By Santhosh V. Perumal/Business Reporter
Qatar Stock Exchange continued to be under bearish spell for the fourth consecutive session Wednesday, mainly on selling pressure in the transport, telecom and real estate stocks.
Although Islamic stocks witnessed gains, the 20-stock Qatar Index (based on price data) fell another 0.11% to 11,849.63 points as trade volumes also fell.
Foreign institutions continued to be net profit takers but with lesser vigour in the bourse, which is, down 3.55% year-to-date.

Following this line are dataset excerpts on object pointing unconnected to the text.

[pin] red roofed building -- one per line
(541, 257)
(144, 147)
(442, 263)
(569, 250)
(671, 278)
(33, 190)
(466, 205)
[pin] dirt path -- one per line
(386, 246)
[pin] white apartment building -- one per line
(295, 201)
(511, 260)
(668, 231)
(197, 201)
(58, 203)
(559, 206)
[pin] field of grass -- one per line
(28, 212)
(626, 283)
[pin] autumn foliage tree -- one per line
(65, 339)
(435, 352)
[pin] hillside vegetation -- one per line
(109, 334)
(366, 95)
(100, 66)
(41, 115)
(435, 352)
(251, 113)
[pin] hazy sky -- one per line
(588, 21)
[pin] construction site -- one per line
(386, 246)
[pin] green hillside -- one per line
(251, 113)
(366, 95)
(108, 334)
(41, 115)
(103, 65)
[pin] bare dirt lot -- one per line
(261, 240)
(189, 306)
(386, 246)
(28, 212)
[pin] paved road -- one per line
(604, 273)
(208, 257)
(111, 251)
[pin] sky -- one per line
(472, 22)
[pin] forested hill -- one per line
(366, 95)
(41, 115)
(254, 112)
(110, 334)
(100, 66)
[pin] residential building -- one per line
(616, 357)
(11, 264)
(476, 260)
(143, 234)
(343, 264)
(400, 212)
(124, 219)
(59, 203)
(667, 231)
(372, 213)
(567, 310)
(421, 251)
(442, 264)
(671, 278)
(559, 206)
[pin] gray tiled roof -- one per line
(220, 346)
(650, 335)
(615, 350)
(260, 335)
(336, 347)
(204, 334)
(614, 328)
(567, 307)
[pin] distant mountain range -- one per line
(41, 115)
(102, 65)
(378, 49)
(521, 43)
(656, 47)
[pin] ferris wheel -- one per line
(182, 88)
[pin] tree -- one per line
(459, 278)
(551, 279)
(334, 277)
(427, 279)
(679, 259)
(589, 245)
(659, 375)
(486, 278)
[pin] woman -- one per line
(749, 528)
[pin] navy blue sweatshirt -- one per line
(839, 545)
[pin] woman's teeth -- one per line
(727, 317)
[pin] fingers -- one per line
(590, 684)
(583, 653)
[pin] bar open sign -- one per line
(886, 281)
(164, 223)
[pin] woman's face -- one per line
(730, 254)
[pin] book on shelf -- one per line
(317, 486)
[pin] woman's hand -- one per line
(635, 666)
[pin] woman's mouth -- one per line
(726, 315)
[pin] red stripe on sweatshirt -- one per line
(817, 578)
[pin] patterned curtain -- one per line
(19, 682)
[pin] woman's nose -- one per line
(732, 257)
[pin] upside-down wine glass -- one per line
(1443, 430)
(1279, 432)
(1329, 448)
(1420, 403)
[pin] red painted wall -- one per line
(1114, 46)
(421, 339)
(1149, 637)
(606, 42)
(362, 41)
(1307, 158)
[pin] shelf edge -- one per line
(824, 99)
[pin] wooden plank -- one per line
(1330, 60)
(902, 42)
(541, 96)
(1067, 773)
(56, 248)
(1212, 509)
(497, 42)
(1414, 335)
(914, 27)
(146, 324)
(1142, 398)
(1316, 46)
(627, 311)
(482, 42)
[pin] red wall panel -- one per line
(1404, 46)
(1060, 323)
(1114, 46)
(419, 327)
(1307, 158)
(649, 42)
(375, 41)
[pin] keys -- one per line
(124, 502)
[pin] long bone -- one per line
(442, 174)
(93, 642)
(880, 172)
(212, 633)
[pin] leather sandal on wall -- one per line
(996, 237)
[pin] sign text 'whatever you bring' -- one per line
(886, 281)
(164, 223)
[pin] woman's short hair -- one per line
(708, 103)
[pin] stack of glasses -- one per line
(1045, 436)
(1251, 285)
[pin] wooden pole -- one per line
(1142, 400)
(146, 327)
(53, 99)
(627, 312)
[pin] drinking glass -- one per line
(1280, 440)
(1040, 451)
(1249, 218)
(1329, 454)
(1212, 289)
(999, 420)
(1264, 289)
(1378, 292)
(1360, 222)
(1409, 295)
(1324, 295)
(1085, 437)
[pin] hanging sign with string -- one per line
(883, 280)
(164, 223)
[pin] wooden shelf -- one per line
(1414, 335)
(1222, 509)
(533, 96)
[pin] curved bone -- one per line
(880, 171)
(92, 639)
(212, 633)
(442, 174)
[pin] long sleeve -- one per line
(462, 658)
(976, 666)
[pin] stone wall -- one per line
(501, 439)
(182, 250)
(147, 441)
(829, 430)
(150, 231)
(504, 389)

Buying interests of domestic institutions were seen slackening and non-Qatari retail investors turned bearish in the market, where realty, banking and industrials stocks corner more than 83% of the total trading volume.

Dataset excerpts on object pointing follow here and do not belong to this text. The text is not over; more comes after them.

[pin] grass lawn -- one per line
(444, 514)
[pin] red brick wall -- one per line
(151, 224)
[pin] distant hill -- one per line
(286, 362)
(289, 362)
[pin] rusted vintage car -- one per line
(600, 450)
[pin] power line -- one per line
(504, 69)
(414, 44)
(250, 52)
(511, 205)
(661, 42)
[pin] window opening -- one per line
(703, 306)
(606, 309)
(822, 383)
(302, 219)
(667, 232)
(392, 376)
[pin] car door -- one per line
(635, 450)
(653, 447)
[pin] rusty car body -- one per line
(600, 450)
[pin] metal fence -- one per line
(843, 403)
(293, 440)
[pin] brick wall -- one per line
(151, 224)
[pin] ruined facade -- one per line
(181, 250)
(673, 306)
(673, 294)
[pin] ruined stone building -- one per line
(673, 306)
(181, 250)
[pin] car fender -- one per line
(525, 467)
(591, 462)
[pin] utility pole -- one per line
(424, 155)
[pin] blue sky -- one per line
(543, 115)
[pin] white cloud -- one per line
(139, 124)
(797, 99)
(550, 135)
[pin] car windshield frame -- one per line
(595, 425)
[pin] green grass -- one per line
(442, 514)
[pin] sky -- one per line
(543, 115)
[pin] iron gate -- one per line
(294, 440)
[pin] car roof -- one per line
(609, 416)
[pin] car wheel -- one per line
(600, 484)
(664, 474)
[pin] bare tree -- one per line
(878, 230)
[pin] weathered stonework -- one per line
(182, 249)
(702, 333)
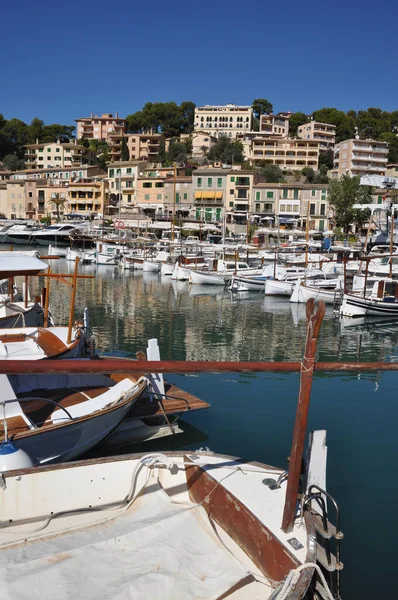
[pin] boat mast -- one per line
(314, 321)
(174, 200)
(391, 238)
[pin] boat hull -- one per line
(355, 306)
(273, 287)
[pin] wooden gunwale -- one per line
(114, 365)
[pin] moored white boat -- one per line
(275, 287)
(303, 292)
(382, 302)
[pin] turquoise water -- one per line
(252, 415)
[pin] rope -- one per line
(293, 578)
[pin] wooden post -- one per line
(72, 301)
(391, 238)
(26, 291)
(47, 299)
(300, 426)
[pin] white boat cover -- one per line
(157, 549)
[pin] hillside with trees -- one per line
(15, 134)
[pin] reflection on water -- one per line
(252, 414)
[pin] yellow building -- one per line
(226, 120)
(57, 155)
(360, 157)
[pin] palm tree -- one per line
(58, 203)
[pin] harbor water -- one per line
(252, 415)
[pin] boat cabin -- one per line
(386, 290)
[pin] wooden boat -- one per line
(59, 417)
(383, 301)
(197, 525)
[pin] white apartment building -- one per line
(324, 133)
(275, 124)
(288, 153)
(98, 127)
(47, 156)
(226, 120)
(360, 157)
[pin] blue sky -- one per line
(63, 62)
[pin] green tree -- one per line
(227, 151)
(58, 203)
(124, 151)
(296, 119)
(261, 106)
(342, 196)
(272, 173)
(13, 163)
(345, 126)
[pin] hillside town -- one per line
(269, 176)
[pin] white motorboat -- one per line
(303, 292)
(276, 287)
(179, 525)
(382, 302)
(59, 234)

Market capitalisation was down 0.28% or about QR2bn to QR645.22bn.
The Total Return Index fell 0.11% to 17,673.62 points and All Share Index by 0.06% to 3,044.46 points but Al Rayan Islamic Index rose 0.24% to 4,046.22 points.
Transport stocks shrank 0.68%, transport (0.66%), real estate (0.33%), banks and financial services (0.27%) and insurance (0.17%); whereas consumer goods and industrials gained 1.35% and 0.43% respectively.
Major losers included QNB, Mesaieed Petrochemical Holding, Barwa, United Development Company, Ezdan, Ooredoo and Nakilat; even as Qatar Islamic Bank, Doha Bank, Industries Qatar, Gulf International Services, Gulf Warehousing and Islamic Holding Group bucked the trend.
Foreign institutions turned net selling fell to QR24.35mn against QR38.05mn the previous day.
Non-Qatari individual investors turned net sellers to the tune of QR5.96mn compared with net buyers of QR3.31mn on Tuesday.
Domestic institutions’ net buying weakened to QR5.64mn against QR17.54mn on January 20.
Qatari retail investors’ net buying rose to QR24.73mn compared to QR17.13mn the previous day.
Total trade volume fell 23% to 12.38mn shares, value by 8% to QR634.21n and transactions by 4% to 7,223.
The insurance sector’s trade volume plummeted 76% to 0.05mn stocks, value by 86% to QR2.35mn and deals by 63% to 52.
The telecom sector saw its trade volume plunge 62% to 0.7mn equities and value by 45% to QR17.95mn but on 9% jump in transactions to 524.
The market saw 56% decline in the consumer goods sector’s trade volume to 0.2mn shares, whereas value soared 20% to QR21.42mn and deals by 8% to 358.
The real estate sector’s trade volume tanked 39% to 5.48mn stocks, value by 46% to QR161.33mn and transactions by 27% to 1,923.
There was 16% fall in the industrials sector’s trade volume to 1.19mn equities, 10% in value to QR109.19mn and 12% in deals to 1,477.
However, the transport sector’s trade volume soared 75% to 1.12mn shares, value by 31% to QR33.74mn and transactions by 27% to 426.
The banks and financial services reported 48% surge in trade volume 3.64mn stocks, 65% in value to QR288.23mn and 26% in deals to 2,463.
In the debt market, there was no trading of treasury bills and government bonds.